Khorakhané, che strada prendiamo?

Mia nonna ha almeno cento anni.
Ha almeno cento anni da quando ero piccolo.
Quando ci mettiamo in viaggio, lei ha una carrozza privata nella carovana.
Totalmente vuota, fa da cassa di risonanza per le sue storie.
Stende al centro una coperta dove ha cucito delle monete e qualsiasi altra cosa luccicante abbia trovato durante le soste.
Una gazza ladra che si costruisce un nido nomade.
Solo quando ha disposto intorno a lei amuleti ed erbe per proteggere la sorte, il viaggio può iniziare.

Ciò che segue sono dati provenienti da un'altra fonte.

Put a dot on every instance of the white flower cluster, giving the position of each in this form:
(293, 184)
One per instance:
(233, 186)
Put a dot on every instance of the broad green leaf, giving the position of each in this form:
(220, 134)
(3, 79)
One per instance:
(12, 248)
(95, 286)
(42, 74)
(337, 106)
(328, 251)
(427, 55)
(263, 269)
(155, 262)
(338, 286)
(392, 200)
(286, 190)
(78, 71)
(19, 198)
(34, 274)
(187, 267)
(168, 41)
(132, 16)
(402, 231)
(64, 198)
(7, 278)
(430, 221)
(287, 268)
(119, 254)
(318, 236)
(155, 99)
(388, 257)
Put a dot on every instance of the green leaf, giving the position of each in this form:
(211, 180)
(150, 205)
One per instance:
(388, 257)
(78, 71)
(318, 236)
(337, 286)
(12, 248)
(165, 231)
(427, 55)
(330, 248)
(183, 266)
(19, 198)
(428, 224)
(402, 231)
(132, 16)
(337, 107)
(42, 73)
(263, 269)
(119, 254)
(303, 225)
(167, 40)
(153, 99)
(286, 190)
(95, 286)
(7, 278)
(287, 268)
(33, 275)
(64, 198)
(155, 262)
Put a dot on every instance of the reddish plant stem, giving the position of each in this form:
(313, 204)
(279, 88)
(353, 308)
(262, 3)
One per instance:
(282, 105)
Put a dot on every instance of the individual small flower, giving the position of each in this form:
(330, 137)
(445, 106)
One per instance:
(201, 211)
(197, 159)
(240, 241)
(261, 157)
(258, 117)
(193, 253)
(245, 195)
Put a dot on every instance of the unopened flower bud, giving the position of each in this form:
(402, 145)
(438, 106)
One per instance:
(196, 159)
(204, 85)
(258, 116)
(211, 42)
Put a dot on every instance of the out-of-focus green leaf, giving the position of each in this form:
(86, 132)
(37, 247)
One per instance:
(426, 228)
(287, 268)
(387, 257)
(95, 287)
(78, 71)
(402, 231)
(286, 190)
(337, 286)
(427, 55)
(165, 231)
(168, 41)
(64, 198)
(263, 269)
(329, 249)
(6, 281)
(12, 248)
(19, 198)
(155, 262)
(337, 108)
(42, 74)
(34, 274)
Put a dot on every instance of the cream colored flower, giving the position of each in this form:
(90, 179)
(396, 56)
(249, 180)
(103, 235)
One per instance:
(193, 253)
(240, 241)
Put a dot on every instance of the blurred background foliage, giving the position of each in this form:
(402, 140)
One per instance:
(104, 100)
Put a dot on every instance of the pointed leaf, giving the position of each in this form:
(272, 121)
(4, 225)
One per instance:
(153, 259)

Al suono degli zoccoli dei nostri cavalli, tritando delle foglie di melissa con le dita, dice che non ricorda se sia stata realtà o fantasia, ma noi rom non siamo sempre stati perseguitati.
Non si ricorda quando, ma c'è stato un tempo in cui gli avventurieri venivano da lontano per farsi fare certi intrugli portafortuna. Per farsi leggere le carte, i fondi del caffè, le rune e le linee della mano.
In realtà, dice, noi sapevamo leggere qualsiasi cosa ci chiedessero.
Viaggiando così tanto, avevamo imparato tutte le lingue possibili, dai dialetti degli uccelli ai gorgoglii del torrenti.
Il libro del mondo, sapevamo tradurlo.

Durante la nostra eterna migrazione, le spose bambine cavalcano in tre lo stesso cavallo.
Ancora vestite da cerimonia, strette l'una all'altra, creano un unico lungo abito bianco che le uniscono in una sola, bellissima, sposa adulta.
Uno di noi, che le affianca a piedi, suona per loro un violino lamentoso.

Mia nonna, per svelare i segreti più preziosi, prende dalle tasche della sua gonna del pane farcito di diamanti e lo spezza.
Una volta alla luce, il loro bagliore è una cornice per le verità che sta per dire.
Dice che il guaio, poi, è che le persone non ci hanno più compreso.
Concentrandosi su cose più materiali, esultando per un nuovo guadagno, non comprendevano perchè noi esultassimo per il ritorno delle rondini.
Affezionandosi all'immutabilità degli eventi, non hanno più capito come facessimo ad assorbire le usanze, i nomi, i battesimi, di tutte le terre toccate.
I vivaci colori di cui ci macchiamo viaggiando, dice, ci hanno reso invisibili come il vento.

Mirka balla dal giorno della festa di San Giorgio, ha i capelli coperti di fiori.
Balla saltellando intorno ai cavalli, intorno alle carrozze.
La sua gonna rosso acceso, roteando, crea un piccolo cerchio di fuoco.
Passando davanti al rifugio su ruote di mia nonna, sorridendo, le chiede ‐Khorakhané, che strada prendiamo?‐
E quei cento anni alzano le maniche a scoprire le vene celesti dei polsi. Sono quelle che consulta come mappa.
Mirka fa un balzo sulla sua carrozza e si siede di fronte a lei.
In fretta scopre anche i suoi polsi e prende le mani della nonna.

‐Non è questo quello che facciamo? Unire le nostre cartine geografiche di vene in modo da creare un percorso infinito?‐

Non è che siamo diversi, noi e voi.
Eravamo uguali, ma voi, dei nostri piccoli specchietti, adesso vedete solo i bordi taglienti.
Noi, dei nostri piccoli specchietti, non abbiamo mai smesso di vederci la potenzialità di riflettere il mondo intero.